NFL: Tom Brady Heads List of Top Late-Round Draft Picks
Hey, the draft matters and there are always great late-round picks that go on to have a Hall-of-Fame career.
So, in the spirit of competition here is the list of players taken after rounds one through four.
Tom Brady, 2000 – Patriots
Brady was drafted in the sixth round and 199th overall out of Michigan. It's hard to argue that he isn't the top late round pick of all time.
He's won three Super Bowls, one MVP award, two Super \Bowl MVPs, and the AP Male Athlete of the Year.
Brady took over the reins in his second season when then-starting QB Drew Bledsoe went down for the season with internal bleeding. The Pats won 11 of the 14 games in which Brady started and of course we all know what happened after that.
Terrell Davis, 1995 – Broncos
Davis was drafted in the sixth round (196th overall) out of Georgia and never really impressed scouts with his injuries in college and didn't post great workout numbers.
While his career was cut short due to injuries, Davis made the most of his time in the sun. He helped the Broncos win two Super Bowls, won a Super Bowl MVP award in Super Bowl XXXII by scoring three touchdowns in the big game. He also rushed for over 1,100 yards in his first four seasons, including over 2,000 yards and 21 touchdowns in 1998.
Shannon Sharpe, 1990 – Broncos
Sharpe was drafted in the seventh round (192nd overall) out of Savannah State as a wide receiver. He didn't impress anyone his first season and then coach Dan Reeves convinced him to be a tight end.
That would launch his career as one the best ever at his position. Known mostly for his trash talking, Sharpe would win three Super Bowls; two with the Denver Broncos and one with the Baltimore Ravens. In 14 seasons, he amassed over 10,000 receiving yards.
Keenan McCardell, 1991 – Redskins
McCardell was drafted in the 12th round (326th overall) out of UNLV by the Washington Redskins and won a Super Bowl with them in his first year, even though he was on injured reserve.
McCardell has nearly 900 receptions, more than 11,000 receiving yards and was taken after 44 other receivers in the 1991 draft. He won two Super Bowls (the other with Tampa Bay in 2002), is the only player to make the playoffs with five different teams, and is the only receiver from the '91 draft still playing.
Richard Dent, 1983 – Bears
Dent was drafted in the eighth round (203rd overall) out of Tennessee State. Between 1984 and 1985, Dent recorded 34.5 sacks and was a key piece in the dominant Chicago Bear defenses of the '80s.

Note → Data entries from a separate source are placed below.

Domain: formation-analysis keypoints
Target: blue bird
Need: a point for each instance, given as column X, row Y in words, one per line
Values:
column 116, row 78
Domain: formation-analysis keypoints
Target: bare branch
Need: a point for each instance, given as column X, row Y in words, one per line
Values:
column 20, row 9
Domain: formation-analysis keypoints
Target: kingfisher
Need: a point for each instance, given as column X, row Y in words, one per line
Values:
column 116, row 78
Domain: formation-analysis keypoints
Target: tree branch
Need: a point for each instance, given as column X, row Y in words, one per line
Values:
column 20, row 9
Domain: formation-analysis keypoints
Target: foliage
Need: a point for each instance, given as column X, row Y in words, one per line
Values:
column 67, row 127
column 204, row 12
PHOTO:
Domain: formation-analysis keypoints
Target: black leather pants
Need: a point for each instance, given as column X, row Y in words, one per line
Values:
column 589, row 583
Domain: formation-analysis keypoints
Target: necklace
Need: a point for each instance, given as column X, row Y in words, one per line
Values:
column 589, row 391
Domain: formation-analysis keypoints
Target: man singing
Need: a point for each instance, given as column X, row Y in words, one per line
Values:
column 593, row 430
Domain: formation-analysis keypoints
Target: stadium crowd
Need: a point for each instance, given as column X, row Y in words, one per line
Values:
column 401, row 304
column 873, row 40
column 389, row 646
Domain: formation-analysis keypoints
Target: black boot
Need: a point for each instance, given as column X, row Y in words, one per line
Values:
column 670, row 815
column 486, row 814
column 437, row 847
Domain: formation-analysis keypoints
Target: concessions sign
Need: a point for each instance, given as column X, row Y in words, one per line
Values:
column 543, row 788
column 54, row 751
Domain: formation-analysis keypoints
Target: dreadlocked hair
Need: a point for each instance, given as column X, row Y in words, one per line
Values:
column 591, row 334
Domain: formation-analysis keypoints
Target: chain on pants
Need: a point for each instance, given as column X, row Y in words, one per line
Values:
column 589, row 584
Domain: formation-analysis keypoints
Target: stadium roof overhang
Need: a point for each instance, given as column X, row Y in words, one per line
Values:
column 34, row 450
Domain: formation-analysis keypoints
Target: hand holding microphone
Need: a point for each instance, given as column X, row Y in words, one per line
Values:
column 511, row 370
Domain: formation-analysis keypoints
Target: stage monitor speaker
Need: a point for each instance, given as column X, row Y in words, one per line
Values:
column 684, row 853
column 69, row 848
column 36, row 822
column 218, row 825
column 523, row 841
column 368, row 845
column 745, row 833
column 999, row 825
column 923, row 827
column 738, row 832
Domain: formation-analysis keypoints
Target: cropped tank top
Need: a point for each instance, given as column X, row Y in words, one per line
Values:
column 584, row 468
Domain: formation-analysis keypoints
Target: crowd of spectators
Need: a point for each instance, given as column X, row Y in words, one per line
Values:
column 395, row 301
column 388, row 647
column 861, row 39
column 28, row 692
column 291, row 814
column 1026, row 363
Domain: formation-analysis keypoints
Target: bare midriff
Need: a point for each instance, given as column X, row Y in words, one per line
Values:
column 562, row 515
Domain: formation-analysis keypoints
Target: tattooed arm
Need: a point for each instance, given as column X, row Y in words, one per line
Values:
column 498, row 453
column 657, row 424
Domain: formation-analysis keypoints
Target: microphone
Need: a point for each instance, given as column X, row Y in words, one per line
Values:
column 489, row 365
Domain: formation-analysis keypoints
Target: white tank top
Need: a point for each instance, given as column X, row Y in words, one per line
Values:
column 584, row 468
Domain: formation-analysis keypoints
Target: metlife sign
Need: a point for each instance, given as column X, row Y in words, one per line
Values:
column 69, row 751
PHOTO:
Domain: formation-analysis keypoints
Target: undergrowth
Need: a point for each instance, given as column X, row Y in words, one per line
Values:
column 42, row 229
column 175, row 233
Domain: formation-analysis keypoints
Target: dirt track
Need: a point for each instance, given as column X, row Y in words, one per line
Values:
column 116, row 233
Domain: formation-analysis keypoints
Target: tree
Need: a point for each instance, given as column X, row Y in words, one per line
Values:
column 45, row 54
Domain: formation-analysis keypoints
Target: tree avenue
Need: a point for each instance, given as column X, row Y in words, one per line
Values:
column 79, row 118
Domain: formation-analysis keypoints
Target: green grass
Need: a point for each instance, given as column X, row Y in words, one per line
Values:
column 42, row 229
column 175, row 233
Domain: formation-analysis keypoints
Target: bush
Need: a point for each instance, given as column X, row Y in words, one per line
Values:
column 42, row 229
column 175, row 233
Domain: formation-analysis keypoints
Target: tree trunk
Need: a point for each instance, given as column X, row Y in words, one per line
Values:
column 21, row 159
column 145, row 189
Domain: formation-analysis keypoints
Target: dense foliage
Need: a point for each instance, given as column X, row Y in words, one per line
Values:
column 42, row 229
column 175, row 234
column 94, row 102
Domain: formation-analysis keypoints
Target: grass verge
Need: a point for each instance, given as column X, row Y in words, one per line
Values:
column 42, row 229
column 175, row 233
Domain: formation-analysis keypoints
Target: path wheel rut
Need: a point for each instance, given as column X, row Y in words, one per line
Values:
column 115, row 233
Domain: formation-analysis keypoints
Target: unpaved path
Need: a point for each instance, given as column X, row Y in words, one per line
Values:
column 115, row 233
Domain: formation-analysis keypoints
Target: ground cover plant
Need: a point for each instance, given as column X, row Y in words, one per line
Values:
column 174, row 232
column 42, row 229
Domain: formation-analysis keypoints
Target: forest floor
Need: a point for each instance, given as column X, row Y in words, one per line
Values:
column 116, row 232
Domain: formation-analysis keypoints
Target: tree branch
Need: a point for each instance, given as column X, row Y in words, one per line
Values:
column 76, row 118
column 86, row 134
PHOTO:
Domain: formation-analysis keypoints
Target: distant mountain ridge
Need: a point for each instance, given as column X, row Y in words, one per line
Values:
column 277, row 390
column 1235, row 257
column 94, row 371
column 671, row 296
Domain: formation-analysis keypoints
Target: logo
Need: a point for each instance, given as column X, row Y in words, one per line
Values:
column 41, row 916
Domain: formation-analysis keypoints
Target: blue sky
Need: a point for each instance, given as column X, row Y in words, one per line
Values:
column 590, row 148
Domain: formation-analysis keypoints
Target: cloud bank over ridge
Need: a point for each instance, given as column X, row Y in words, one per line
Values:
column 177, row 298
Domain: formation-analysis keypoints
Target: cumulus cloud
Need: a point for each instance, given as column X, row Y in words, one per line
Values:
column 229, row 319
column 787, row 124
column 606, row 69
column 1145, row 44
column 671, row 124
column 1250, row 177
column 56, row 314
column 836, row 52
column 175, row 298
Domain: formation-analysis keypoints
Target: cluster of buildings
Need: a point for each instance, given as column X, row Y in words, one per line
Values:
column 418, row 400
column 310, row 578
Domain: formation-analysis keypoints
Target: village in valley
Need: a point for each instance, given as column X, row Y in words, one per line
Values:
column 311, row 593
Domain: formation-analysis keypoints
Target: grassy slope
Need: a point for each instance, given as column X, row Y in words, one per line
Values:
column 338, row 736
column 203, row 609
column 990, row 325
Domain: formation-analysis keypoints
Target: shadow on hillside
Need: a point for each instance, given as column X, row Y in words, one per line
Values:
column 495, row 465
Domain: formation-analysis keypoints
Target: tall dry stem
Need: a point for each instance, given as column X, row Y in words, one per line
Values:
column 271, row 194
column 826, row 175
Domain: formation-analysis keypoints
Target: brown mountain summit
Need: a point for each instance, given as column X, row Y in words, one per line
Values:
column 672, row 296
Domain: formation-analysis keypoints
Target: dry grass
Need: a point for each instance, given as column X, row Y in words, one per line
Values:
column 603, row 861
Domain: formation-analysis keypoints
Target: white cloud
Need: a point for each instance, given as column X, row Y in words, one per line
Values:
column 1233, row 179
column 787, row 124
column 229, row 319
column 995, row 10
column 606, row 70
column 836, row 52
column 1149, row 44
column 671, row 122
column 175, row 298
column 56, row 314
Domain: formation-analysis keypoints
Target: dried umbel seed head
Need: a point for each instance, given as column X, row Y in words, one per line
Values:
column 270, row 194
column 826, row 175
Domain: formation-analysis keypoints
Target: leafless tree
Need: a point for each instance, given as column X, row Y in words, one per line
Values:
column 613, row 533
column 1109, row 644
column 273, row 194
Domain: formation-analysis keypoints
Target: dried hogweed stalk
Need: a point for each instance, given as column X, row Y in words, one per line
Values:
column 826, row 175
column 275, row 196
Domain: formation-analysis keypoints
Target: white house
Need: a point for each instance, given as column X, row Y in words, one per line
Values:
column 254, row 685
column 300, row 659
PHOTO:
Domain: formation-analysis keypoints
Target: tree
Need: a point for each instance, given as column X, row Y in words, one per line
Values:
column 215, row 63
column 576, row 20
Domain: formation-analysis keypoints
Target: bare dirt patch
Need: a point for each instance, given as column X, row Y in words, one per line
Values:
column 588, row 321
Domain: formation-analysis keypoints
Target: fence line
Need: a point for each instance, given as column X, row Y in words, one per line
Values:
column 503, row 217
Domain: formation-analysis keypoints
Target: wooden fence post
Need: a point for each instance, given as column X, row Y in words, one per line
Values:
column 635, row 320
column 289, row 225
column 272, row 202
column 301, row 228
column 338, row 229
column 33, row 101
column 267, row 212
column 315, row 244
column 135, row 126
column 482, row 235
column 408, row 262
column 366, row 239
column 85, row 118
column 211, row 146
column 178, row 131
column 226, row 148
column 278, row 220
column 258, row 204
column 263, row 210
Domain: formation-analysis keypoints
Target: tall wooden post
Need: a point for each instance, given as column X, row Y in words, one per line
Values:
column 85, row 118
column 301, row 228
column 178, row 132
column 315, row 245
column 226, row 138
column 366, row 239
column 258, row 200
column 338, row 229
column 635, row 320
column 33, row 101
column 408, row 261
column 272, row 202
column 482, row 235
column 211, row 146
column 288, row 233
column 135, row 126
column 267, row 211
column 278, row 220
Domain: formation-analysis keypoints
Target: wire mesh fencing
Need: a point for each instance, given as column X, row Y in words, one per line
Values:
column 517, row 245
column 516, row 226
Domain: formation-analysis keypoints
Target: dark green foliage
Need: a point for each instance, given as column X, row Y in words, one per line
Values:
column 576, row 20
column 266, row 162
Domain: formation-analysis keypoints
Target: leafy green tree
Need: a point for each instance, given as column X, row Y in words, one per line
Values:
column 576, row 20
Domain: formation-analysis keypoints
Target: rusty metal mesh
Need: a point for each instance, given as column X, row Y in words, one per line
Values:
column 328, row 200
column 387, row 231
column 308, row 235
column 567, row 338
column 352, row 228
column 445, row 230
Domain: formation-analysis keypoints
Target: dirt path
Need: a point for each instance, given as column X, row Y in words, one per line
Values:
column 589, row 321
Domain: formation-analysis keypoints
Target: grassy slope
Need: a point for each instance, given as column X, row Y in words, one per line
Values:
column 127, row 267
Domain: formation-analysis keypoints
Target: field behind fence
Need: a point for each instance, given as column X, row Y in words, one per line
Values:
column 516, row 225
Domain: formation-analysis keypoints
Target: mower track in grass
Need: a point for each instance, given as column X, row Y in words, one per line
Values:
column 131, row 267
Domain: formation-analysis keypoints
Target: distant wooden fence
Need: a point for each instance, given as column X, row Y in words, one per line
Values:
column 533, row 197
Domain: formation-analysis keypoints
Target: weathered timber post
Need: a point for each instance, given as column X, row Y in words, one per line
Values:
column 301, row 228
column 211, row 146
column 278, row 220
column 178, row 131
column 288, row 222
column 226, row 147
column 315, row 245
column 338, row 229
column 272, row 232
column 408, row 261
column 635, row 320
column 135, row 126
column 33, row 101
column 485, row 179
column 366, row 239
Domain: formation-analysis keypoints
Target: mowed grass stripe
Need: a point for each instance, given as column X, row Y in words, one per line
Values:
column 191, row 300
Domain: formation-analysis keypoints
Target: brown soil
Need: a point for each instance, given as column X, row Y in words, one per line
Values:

He would win two Super Bowl rings, a Super Bowl MVP award, and retired with 137.5 career sacks, which, at the time, ranked him third.
Zach Thomas, 1996 – Dolphins
Thomas was drafted in the fifth round (154th overall) out of Texas Tech. Thomas played his first 12 seasons for the Dolphins and was chosen by coach Jimmy Johnson.
Even though Thomas failed every test given to him by scouts, Johnson thought he had the physical skills to be successful. Thomas has recorded over 1,800 tackles, made seven Pro Bowls and has more tackles than any current linebacker in the Hall of Fame. He recently signed a one-year deal with the Dallas Cowboys.
Roger Staubach, 1964 – Cowboys
Staubach was drafted in the 10th round (129th overall) out of the Navy, but because of his naval duty, he didn't join the Cowboys until 1969.
Once he got the starting job, he took the Cowboys to four Super Bowls and won two of them. Staubach made six Pro Bowls in 11 seasons and led the league four different times with the highest passer rating. He was inducted into the Hall of Fame in 1985 and in 1999, was named as the 29th-best NFL player by the Sporting News.
There are other names that deserve mention on this list including Dwight Clark (249th overall), Mark Clayton (223rd overall), Dexter Manley (119th overall), Earnest Byner (280th overall), Jay Novacek (168th overall), and Mike Webster (125th overall).